I start to introduce myself but she holds up a hand. ‘I’m not interested. I’ve heard about you and I have nothing to say,’ she snaps.

‘But this podcast will shine a light on this case. Someone might come forward who knows something … anything about that night, something overlooked, a clue …’

‘It’s been twenty years,’ she interjects wearily, moving her dirty gloves from one hand to the other. ‘Don’t you think someone would have come forward by now.’ It’s not a question and I open my mouth but she charges on. ‘I’ve given up thinking that my daughter is going to walk through that door. My husband …’ she inhales and touches her chest as though it’s painful ‘… he died not knowing. And I’ll die not knowing. I have my son to think about now, and a granddaughter. I have to … I can’t …’ Her eyes smart and she shakes her head. ‘You need to go.’

‘But …’

She heads back through the gate, her dog trotting behind her. I swallow. I can’t begin to imagine her pain and my eyes fill when I think of Finn. Fuck. Having a child has made me soft. The old me would have followed her, kept on trying to persuade her. I would probably have made a nuisance of myself. But I can’t do that to her. She looks like she’s got the weight of the world on her skinny shoulders.

It’ll be different with Izzy, I hope, as I head back to my car. Not that Izzy won’t be in pain too – but a mother’s grief … I swallow the lump in my throat. I can’t think of it. I just want to go home, hug Finn tightly and never let him out of my sight again.

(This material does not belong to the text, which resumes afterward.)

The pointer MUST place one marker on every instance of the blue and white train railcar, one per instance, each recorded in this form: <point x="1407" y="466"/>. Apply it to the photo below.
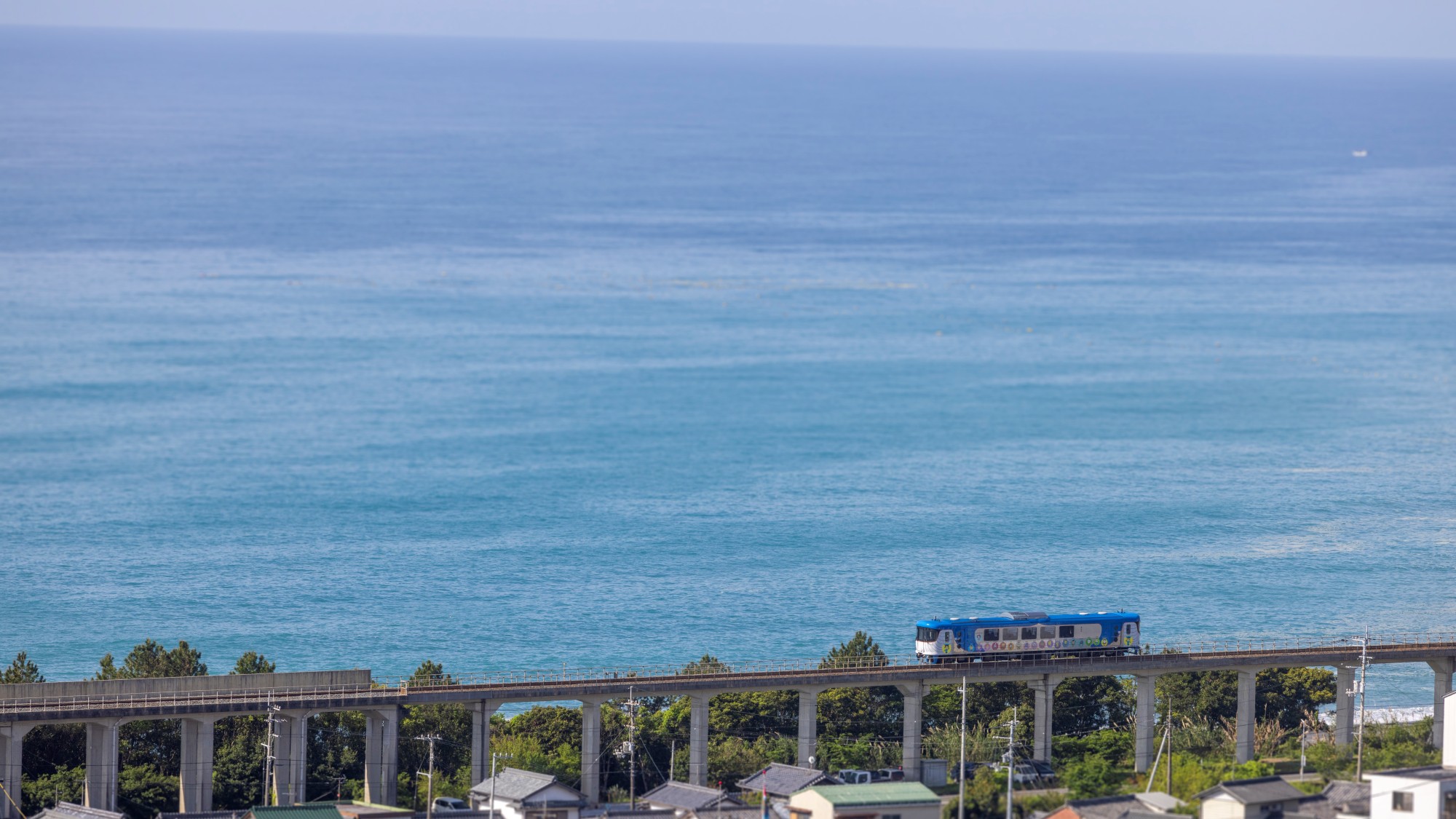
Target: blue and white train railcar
<point x="1027" y="634"/>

I sit behind the wheel in the quiet street. The back of my head is still throbbing and I reach into my handbag for two more painkillers, swallowing them with a swig from a warm bottle of water that’s been in my car since Monday. Then I check my mobile, disappointment flooding through me when I see that neither Izzy nor Dale has called. I know Dale must be run off his feet, especially now with Ralph Middleton’s death, and it might not have shown up on his phone that I’d tried to call him due to the sketchy reception in the forest. But Izzy … I really need to speak to her. If she’s willing to be interviewed for the podcast she might be able to convince her parents to cooperate. I couldn’t find either of Tamzin’s parents on the electoral roll.